竹朗は、そのまま手水を済ませお参りをした。もちろん、犬の旅路を思いやってだ。
心から犬を尊敬した。あれほど痩せこけ、それでもたった一人で黙々と役割を果たそうとする姿は凛として勇ましい。
それに比べて自分はなんと情けないことか。
竹朗は自らをかえりみた。
旅に出た理由は漠然と仕事に嫌気がさしたからだ。いや、正確には人間に嫌気がさしたと言うべきか。人というものは自分より下がいると思うと心が安らぎ、また、尊大な態度をとりたがる。

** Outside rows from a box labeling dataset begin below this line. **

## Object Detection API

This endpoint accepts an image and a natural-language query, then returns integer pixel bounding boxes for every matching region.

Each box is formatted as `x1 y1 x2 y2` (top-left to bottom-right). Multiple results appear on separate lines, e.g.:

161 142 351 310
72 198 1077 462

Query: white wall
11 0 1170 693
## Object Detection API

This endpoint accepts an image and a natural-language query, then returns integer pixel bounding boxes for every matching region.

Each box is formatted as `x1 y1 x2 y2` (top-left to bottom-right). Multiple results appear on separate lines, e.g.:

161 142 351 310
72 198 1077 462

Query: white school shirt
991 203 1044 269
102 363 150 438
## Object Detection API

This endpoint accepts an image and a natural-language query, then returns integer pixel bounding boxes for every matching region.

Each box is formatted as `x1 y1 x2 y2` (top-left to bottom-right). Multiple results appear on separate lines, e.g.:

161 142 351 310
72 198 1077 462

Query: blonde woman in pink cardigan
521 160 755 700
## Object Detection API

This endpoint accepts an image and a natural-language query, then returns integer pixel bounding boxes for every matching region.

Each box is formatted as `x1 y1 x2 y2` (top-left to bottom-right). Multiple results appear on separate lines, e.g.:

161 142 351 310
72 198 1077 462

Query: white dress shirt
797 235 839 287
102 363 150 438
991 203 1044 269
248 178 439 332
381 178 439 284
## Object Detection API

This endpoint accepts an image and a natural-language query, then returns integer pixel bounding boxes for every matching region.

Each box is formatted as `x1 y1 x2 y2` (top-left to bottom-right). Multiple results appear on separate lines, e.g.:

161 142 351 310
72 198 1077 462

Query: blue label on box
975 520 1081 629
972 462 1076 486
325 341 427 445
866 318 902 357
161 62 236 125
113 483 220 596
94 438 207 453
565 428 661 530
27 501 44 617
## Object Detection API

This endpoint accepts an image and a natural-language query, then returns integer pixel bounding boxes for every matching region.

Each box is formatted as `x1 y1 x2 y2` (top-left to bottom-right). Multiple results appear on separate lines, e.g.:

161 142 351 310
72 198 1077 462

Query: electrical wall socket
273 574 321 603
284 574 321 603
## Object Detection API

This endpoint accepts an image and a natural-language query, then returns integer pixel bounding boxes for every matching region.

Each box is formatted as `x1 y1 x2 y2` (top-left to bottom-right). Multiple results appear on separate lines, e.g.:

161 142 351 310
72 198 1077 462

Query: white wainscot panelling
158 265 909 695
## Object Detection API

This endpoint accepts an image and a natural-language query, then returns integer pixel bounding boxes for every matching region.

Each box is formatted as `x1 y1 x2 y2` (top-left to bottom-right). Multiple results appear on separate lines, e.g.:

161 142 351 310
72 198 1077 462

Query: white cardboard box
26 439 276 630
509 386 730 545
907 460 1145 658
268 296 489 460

竹朗が奉公する下級武士も町を見回るだけの足軽風情だったが、たいそう態度のでかい男だった。そのくせ、上役には揉み手に胡麻すりときたものだからほとほと情けない。
俺たちゃ欝憤を晴らす的じゃねえ、と、仲間内でも悪評判が絶えず、竹朗もそれはそれは蔑まれてきた。
お伊勢参りと称して不満の募る仕事場から逃げ出してきたともいえる。
伊勢に参ると商売が上手く、病いが快方に向う、万事思うようにいくと耳にした。それだけ。ただ、それだけで竹朗には強い願いも固い目標も何もない。
だが、もしや伊勢参宮で何かが変わるやもしれぬという思いが湧いた。その程度の安易な動機で、竹朗の志しなど羽根のように軽い。
何を願えばよいのかという迷いも手伝い、竹朗は二見浦に留まっていた。
犬にやるつもりで持ち帰った懐の握り飯がまだあたたかい。
食べようかと手にとったが、思いとどまった。朝になり、犬が戻っていて飯が無いと困る。
しかし、竹朗と犬が再びここで遭うことはなかった。